[HN Gopher] Pebble: A RocksDB Inspired Key-Value Store Written i...
       ___________________________________________________________________
        
       Pebble: A RocksDB Inspired Key-Value Store Written in Go
        
       Author : dilloc
       Score  : 167 points
       Date   : 2020-09-15 17:52 UTC (5 hours ago)
        
 (HTM) web link (www.cockroachlabs.com)
 (TXT) w3m dump (www.cockroachlabs.com)
        
       | AtlasBarfed wrote:
       | Why would someone remove a non-GC database engine with a database
       | engine with GC?
       | 
       | Has Go evolved better low-GC features? As I understand Go GC vs
       | JVM GC, Go avoids major GC by simply pushing it to the future and
       | consuming memory more readily.
       | 
       | But a database is a long-running program, so you have to pay the
       | piper eventually.
        
         | mateus_amin wrote:
         | I wonder the same thing. I have not programed a DB but..
         | 
         | I would think the worst thing to program in a gc'd language
         | would be the cache. So, if you write that layer of the database
         | separately in a non-gc'd you would avoid most of the headache.
         | 
         | EDIT: I read the parent comment as why program a db in a gc
         | language. I think the new wave 1st gen db's are doing alot of
         | novel things. Minus the cache I imagine the velocity
         | improvements form the 'simpler' language makes sense. Key value
         | stores are become well trod ground however.
        
       | fis wrote:
       | The name is a little close to this existing LevelDB fork, maybe
       | consider a different name? https://github.com/utsaslab/pebblesdb
        
       | willvarfar wrote:
       | I've run into serious house burning down problems with myrocks
       | too. Simple recipe to crash MySQL in a way that is unrecoverable:
       | do ALTER TABLE on a big table and it runs out of RAM, crashes,
       | and refuses to restart, ever.
       | 
       | Googling and people have been reporting the error on restarting
       | several times on lists and things. What help is it to report to
       | Maria dB or something? But do FB notice? Seems not.
       | 
       | Here's hoping someone at FB browses HN...
       | 
       | I don't get why FB don't have some fuzzing and chaos monkey
       | stress test to find easy stability bugs :(
        
       | malisper wrote:
       | So I understand the rationale for writing your own storage layer
       | and think this is an awesome project, but there's something
       | missing for me. One of the issues Peter brings up is they've come
       | across a number of serious bugs in RocksDB. My question is, why
       | would Pebble have less bugs. In fact, I would expect it to have
       | significantly more bugs because Coackroach is the only company
       | using Pebble.
       | 
       | They mention briefly how they are going about randomized crash
       | testing:
       | 
       | > The random series of operations also includes a "restart"

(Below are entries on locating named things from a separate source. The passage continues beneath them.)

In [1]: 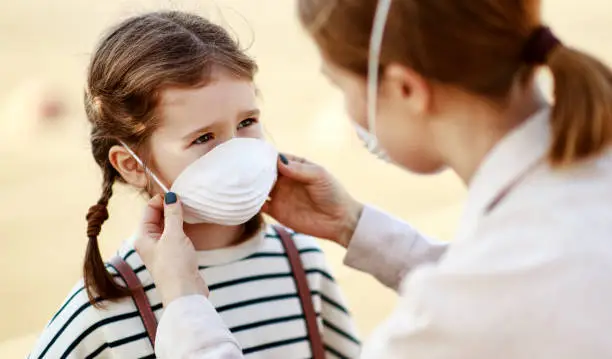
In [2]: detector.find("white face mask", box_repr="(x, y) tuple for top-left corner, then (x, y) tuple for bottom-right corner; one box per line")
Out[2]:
(123, 138), (278, 226)
(355, 0), (391, 162)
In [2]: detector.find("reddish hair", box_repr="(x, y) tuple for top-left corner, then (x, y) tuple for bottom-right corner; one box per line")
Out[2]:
(298, 0), (612, 165)
(83, 11), (262, 304)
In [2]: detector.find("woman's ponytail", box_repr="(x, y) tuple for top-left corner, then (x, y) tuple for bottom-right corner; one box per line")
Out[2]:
(546, 45), (612, 166)
(83, 165), (129, 306)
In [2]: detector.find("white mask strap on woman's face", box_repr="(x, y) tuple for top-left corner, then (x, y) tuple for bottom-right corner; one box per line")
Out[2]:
(119, 141), (169, 193)
(357, 0), (391, 161)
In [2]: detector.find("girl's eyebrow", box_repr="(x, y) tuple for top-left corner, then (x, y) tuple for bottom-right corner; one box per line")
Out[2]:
(183, 125), (213, 141)
(238, 108), (261, 120)
(183, 108), (261, 141)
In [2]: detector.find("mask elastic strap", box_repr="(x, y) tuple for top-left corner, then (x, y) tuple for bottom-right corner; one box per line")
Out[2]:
(119, 141), (170, 193)
(367, 0), (391, 138)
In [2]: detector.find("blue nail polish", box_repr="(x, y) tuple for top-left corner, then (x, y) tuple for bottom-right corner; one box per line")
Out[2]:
(278, 153), (289, 165)
(164, 192), (177, 204)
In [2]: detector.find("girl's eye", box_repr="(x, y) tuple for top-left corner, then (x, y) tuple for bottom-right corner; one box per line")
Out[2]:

       | operation. When a "restart" operation is encountered, any data
       | that has been written to the OS but not "synced" is discarded.
       | Achieving this discard behavior was relatively straightforward
       | because all filesystem operations in Pebble are performed through
       | a filesystem interface. We merely had to add a new implementation
       | of this interface which buffered unsynced data and discarded this
       | buffered data when a "restart" occurred.
       | 
       | but this seems to only scratch the surface of possibilities that
       | can come up with a crash. For example, it's possible the
       | filesystem had synced some of the buffered data to disk, but not
       | all of it. There's no guarantee about what buffered data was
       | synced to disk. All you know is that some, all, or none of it
       | made it to disk.
       | 
       | Bugs in this area are still regularly found in e.g. Postgres, so
       | I'm having a hard time seeing how Coackroach is making sure
       | Pebble doesn't have similar problems.
        
         | rsanders wrote:
         | Fewer features and fewer lines of code, and those LOC are
         | written in Go, which is the language in which CockroachDB is
         | written and which, presumably, for which their team and tooling
         | are best optimized. It's a reasonable thesis.
        
         | petermattis wrote:
         | > So I understand the rationale for writing your own storage
         | layer and think this is an awesome project, but there's
         | something missing for me. One of the issues Peter brings up is
         | they've come across a number of serious bugs in RocksDB. My
         | question is, why would Pebble have less bugs. In fact, I would
         | expect it to have significantly more bugs because Cockroach is
         | the only company using Pebble.
         | 
         | We're only worried about functionality in Pebble used by
         | CockroachDB. RocksDB has a huge number of features that
         | sometimes have bugs due to subtle interactions. There is a very
         | stable subset of RocksDB: the configuration and specific API
         | usage patterns used internally by Facebook. That precise
         | combination has seen extreme testing. But that isn't the subset
         | of RocksDB used by CockroachDB. I would guess that the most
         | significant testing of the subset of RocksDB used by
         | CockroachDB is the testing we do at Cockroach Labs. Now that
         | testing is being directed at Pebble along with the Pebble-
         | specific testing detailed in the post.
         | 
         | > For example, it's possible the filesystem had synced some of
         | the buffered data to disk, but not all of it. There's no
         | guarantee about what buffered data was synced to disk. All you
         | know is that some, all, or none of it made it to disk.
         | 
         | The filesystem does provide guarantees when you use fsync() and
         | fdatasync(). Postgres relies on these guarantees. So does
         | RocksDB. Pebble's usage of fsync/fdatasync mirrors RocksDB's.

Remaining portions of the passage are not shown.